Für den Großteil der aktuellen Spiele reichen 6 Kerne vollständig aus – viele Titel nutzen ohnehin nicht mehr als 4-6 Kerne effektiv. Für Streaming, Video-Encoding im Hintergrund oder Multitasking während des Spielens lohnen sich 8 Kerne. Mehr als 8 Kerne bringen für reines Gaming in der Regel keinen messbaren Vorteil.
Was bedeutet das X bei AMD-Prozessoren (z.B. 5600X vs. 5600)?
Das „X“ steht für eine höhere Boost-Takt-Frequenz und in der Regel auch für fehlenden Boxed-Kühler (AMD-Philosophie: Overclocker bringen ihren eigenen Kühler mit). Der 5600X bootet auf bis zu 4,6 GHz, der 5600 auf bis zu 4,4 GHz. Im Alltag ist der Unterschied minimal – für Overclocker lohnt sich das X, für alle anderen ist der einfache Ryzen 5 5600 mit Kühler oft die bessere Wahl.

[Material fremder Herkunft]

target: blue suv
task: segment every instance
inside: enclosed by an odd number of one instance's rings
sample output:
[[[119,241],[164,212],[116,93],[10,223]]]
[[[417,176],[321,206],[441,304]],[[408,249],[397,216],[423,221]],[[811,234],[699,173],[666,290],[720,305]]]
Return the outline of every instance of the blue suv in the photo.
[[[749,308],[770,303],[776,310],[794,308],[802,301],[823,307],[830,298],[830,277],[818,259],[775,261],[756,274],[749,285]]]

Kann ich einen AMD Ryzen 5000 in ein altes AM4-Board einbauen?
Ja – mit Einschränkungen. Viele AM4-Boards (B450, X470, B550, X570) unterstützen Ryzen-5000-CPUs nach einem BIOS-Update. Wichtig: Das BIOS-Update muss mit einer kompatiblen CPU eingespielt werden. Ältere Boards (A320, B350, X370) unterstützen Ryzen 5000 oft gar nicht. Schau auf der Website deines Mainboard-Herstellers in die CPU-Kompatibilitätsliste.

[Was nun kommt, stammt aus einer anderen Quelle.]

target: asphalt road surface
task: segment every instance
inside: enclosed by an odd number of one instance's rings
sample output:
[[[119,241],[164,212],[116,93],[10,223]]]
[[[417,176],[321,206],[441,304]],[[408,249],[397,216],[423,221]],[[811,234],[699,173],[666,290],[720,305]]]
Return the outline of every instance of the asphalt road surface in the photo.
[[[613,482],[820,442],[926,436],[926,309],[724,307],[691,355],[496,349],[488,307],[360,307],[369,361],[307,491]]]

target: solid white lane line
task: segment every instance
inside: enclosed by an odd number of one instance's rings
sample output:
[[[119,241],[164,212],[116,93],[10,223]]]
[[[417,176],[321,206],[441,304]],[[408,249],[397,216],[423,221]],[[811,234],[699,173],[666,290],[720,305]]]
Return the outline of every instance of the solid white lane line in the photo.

Günstige AMD-Prozessoren bieten heute eine außergewöhnliche Leistungsdichte für ihr Geld – und der Markt hat sich in den letzten Jahren stark zugunsten der Käufer entwickelt. Mein klarer Favorit bleibt der Ryzen 5 5600X: Er kombiniert echte Gaming-Performance mit einer reifen, gut unterstützten Plattform zu einem Preis, der kaum zu schlagen ist. Wer noch günstiger einsteigen möchte, ist mit dem Ryzen 5 5500 oder – gebraucht – dem Ryzen 5 3600 ebenfalls gut bedient. Und wer in die Zukunft investieren will, schaut sich den Ryzen 5 7600 auf AM5 an. In jedem Fall lohnt es sich, Sockel, Kühler und Mainboard-Kompatibilität vor dem Kauf genau zu prüfen – das spart Ärger und unnötige Ausgaben.

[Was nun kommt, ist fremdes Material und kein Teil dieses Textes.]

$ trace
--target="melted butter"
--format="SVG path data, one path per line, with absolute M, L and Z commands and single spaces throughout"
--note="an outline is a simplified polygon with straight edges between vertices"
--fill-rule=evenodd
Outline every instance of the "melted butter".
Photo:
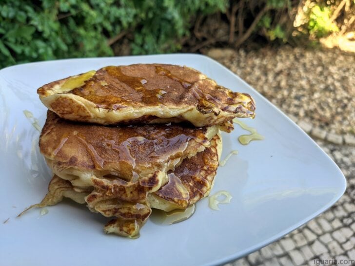
M 229 160 L 229 158 L 232 156 L 233 154 L 238 154 L 238 151 L 237 150 L 235 150 L 234 151 L 232 151 L 230 152 L 229 152 L 229 154 L 227 155 L 226 157 L 224 158 L 224 160 L 223 161 L 221 161 L 219 162 L 219 166 L 224 166 L 224 165 L 226 164 L 226 163 L 227 163 L 227 161 Z
M 41 129 L 38 124 L 38 119 L 33 117 L 33 114 L 28 110 L 23 110 L 23 114 L 31 122 L 31 124 L 33 126 L 33 127 L 40 132 Z
M 135 235 L 132 235 L 132 236 L 128 236 L 128 237 L 129 237 L 131 239 L 137 239 L 137 238 L 139 238 L 140 236 L 140 234 L 138 233 L 137 234 Z
M 249 144 L 252 140 L 262 140 L 265 138 L 264 136 L 259 134 L 256 130 L 254 128 L 248 127 L 242 122 L 237 118 L 233 119 L 233 122 L 239 125 L 241 128 L 250 132 L 251 134 L 249 135 L 241 135 L 238 138 L 239 142 L 243 145 Z
M 149 218 L 152 222 L 157 225 L 170 225 L 187 220 L 194 214 L 196 210 L 195 204 L 189 206 L 186 209 L 174 209 L 168 212 L 153 209 Z
M 28 110 L 23 110 L 23 114 L 27 118 L 33 117 L 33 114 Z
M 179 78 L 176 76 L 173 75 L 171 72 L 170 72 L 169 70 L 164 68 L 162 66 L 156 66 L 156 73 L 158 75 L 165 76 L 169 77 L 171 79 L 178 81 L 180 84 L 181 84 L 181 86 L 182 86 L 182 87 L 183 87 L 185 89 L 189 87 L 192 85 L 191 83 L 190 83 L 186 81 L 185 80 Z
M 70 77 L 61 85 L 61 90 L 66 91 L 81 87 L 85 84 L 85 82 L 92 77 L 96 73 L 96 71 L 95 70 L 92 70 L 77 76 Z
M 39 211 L 39 214 L 42 216 L 45 215 L 48 213 L 48 209 L 47 208 L 42 208 L 40 209 L 40 211 Z
M 222 195 L 225 196 L 225 197 L 221 200 L 218 199 L 218 197 Z M 208 206 L 212 209 L 220 210 L 220 209 L 218 207 L 218 205 L 220 203 L 229 203 L 231 202 L 231 199 L 232 196 L 228 191 L 225 190 L 219 191 L 214 195 L 209 197 Z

Abschließende Empfehlung nach Einsatzzweck
- Bestes Preis-Leistungs-Verhältnis Gaming: AMD Ryzen 5 5600X – unschlagbar für die Kombination aus Leistung, Plattformreife und Preis
- Absolutes Budget-Einstiegsmodell: AMD Ryzen 5 5500 mit Kühler – wer wenig ausgeben will und Zen 3 wünscht
- Allround-Powerpaket: AMD Ryzen 7 5700X – 8 Kerne für alle, die mehr als nur Gaming betreiben
- Zukunftssichere Plattform: AMD Ryzen 5 7600 auf AM5 – für alle, die langfristig upgraden wollen
- PC ohne Grafikkarte: AMD Ryzen 5 5600G APU – integrierte GPU inklusive, ideal als Übergangslösung
Viel Erfolg beim Aufbau deines nächsten Ryzen-Systems! Wenn du Fragen zu bestimmten Kombinationen aus CPU, Mainboard und Kühler hast, schau auch in unsere verwandten Ratgeber rein – dort findest du detaillierte Empfehlungen für jedes Budget.
Wurden AMD-Prozessor von der Stiftung Warentest getestet?
Uns ist aktuell kein Test der Stiftung Warentest zu AMD-Prozessor bekannt. Sobald ein Test veroeffentlicht wird, aktualisieren wir diesen Bereich.